As enhanced availability and use of more predictive genetic information strains the fault lines of our private health insurance system, we first should consider other market‐based, private‐sector mechanisms, or at least more explicit and overt public subsidies, as alternatives to expanded regulatory cross subsidies. Public policy might encourage the development of better voluntary pooling mechanisms outside of the employer‐employee relationship. It could facilitate long‐term health insurance contracts that offer guaranteed renewability options or other time‐consistent insurance incentives such as second‐tier savings components that would remain subject to illness‐state‐contingent “severance payments” for early departure from a particular insurance pool. Or consumers might consider purchasing “genetic test insurance” to insure themselves against any as‐yet unknown risks before they took particular genetic tests. More conventional approaches might include expansion of high‐risk health insurance pools and greater incentives for charitable contributions to nonprofit intermediaries that organize and deliver safety net health care.

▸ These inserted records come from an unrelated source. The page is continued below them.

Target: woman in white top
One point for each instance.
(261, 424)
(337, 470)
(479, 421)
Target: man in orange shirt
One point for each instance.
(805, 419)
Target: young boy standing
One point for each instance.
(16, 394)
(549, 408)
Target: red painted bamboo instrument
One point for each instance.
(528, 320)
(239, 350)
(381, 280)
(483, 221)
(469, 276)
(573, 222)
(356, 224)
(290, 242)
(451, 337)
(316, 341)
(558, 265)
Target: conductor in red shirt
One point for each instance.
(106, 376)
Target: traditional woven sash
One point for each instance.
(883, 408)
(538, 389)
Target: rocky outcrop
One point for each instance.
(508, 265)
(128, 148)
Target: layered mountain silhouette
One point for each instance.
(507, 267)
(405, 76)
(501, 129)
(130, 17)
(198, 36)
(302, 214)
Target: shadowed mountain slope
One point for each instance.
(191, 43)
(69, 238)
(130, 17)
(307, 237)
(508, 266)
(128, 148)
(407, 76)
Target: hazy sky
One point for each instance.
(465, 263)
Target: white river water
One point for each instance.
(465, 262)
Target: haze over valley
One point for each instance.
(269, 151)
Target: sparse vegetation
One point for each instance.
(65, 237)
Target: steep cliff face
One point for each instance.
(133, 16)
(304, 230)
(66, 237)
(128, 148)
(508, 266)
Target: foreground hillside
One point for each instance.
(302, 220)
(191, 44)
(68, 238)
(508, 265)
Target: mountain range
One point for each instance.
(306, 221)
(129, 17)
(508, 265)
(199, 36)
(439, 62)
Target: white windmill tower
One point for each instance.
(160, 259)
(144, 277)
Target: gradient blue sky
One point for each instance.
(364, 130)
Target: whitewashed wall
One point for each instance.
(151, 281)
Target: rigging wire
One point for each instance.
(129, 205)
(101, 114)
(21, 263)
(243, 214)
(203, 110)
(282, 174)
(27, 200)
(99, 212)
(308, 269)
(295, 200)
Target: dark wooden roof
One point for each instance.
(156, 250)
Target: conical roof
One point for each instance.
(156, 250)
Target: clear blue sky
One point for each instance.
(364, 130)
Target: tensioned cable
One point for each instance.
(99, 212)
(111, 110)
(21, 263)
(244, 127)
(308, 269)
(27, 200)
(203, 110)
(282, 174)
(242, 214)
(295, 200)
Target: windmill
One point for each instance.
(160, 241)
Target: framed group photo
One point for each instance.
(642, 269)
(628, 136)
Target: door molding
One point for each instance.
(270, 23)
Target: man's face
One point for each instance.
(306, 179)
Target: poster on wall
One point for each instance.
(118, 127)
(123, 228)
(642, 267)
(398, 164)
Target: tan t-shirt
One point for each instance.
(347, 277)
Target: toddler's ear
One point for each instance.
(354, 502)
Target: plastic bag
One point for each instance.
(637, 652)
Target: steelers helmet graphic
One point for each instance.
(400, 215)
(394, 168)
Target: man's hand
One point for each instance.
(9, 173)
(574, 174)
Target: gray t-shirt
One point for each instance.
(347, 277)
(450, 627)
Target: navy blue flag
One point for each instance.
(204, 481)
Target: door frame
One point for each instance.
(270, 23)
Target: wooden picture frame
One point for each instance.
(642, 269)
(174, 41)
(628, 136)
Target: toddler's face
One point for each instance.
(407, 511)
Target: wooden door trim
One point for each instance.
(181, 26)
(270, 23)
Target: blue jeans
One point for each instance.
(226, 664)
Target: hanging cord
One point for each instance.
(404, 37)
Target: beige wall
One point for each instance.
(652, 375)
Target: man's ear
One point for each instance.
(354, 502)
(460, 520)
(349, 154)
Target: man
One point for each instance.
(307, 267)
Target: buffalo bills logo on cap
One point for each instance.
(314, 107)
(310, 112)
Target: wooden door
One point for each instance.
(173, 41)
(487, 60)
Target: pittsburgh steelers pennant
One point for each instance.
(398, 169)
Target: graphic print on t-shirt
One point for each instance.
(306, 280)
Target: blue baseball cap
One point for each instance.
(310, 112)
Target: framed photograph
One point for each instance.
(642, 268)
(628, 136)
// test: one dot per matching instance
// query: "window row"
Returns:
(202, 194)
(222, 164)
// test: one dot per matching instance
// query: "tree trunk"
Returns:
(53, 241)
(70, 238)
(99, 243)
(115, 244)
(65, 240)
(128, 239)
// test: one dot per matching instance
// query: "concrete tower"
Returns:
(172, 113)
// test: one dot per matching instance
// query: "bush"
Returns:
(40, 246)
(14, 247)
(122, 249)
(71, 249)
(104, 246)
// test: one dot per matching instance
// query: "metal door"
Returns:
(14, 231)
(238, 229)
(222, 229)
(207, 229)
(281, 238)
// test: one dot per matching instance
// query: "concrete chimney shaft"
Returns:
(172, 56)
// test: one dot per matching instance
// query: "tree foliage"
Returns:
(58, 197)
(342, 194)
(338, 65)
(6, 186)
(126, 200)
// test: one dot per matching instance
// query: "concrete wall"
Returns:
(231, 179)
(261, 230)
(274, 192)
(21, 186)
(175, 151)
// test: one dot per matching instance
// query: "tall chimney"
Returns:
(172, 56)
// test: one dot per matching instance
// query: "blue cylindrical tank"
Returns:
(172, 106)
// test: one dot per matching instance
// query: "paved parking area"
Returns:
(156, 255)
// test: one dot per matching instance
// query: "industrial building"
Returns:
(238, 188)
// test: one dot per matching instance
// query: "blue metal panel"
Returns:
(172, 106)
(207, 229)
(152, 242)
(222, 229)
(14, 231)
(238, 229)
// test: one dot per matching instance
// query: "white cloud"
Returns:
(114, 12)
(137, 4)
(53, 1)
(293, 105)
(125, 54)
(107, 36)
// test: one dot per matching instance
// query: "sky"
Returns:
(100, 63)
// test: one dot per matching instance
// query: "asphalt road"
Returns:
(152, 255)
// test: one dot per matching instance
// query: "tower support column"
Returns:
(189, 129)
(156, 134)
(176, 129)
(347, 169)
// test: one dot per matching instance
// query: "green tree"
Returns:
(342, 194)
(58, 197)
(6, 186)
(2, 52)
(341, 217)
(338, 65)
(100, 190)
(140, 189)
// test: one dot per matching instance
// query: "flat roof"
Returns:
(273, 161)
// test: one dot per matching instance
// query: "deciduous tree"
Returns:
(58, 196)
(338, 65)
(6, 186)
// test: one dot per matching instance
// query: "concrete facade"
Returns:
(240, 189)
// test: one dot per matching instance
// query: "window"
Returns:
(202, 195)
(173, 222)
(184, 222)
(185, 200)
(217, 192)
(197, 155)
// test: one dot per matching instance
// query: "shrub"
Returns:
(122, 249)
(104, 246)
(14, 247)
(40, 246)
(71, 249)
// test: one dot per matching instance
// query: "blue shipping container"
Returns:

I will touch more briefly on the issue of genetic information and genetic discrimination in employment settings (although the above health insurance issues also would come into play for employers that sponsor self‐insured health plans). In general, I concur with Richard Epstein’s view that employers should be able to seek whatever information they might find relevant to their employee’s job performance. Prospective and current employees, of course, may refuse to supply information that is requested. One might imagine some extreme circumstances that could necessitate the intervention of public authorities to do more than enforce employment contracts and prevent fraudulent misrepresentations, but that should be the narrow exception rather than the broad rule. Irrational prejudice and discrimination in labor markets may overwhelm economic logic on some occasions, but market forces also will impose significant costs on employers who persistently exclude productive workers who might happen to possess genetic risk factors. If employers are faced with prohibitions against using valuable genetic information, they are most likely to resort to other legal and second‐best (or third‐best) substitutes for forbidden information. Employers might restructure compensation packages to adjust for higher health benefits costs, substitute part‐time labor and independent contractors for full‐time jobs, rely more on capital investments or offshore operations, or hire younger and presumably healthier workers.
If regulatory policy insists that employers should remain blind to the known costs of employing certain types of individuals, those employers will resort to coping mechanisms to cut their losses but leave us all a bit poorer and less efficient.
Rather than rely on greater regulation of information flows simply because they are labeled “genetic,” we should restore and renew our commitment to competitive markets, private property rights, and private contracts.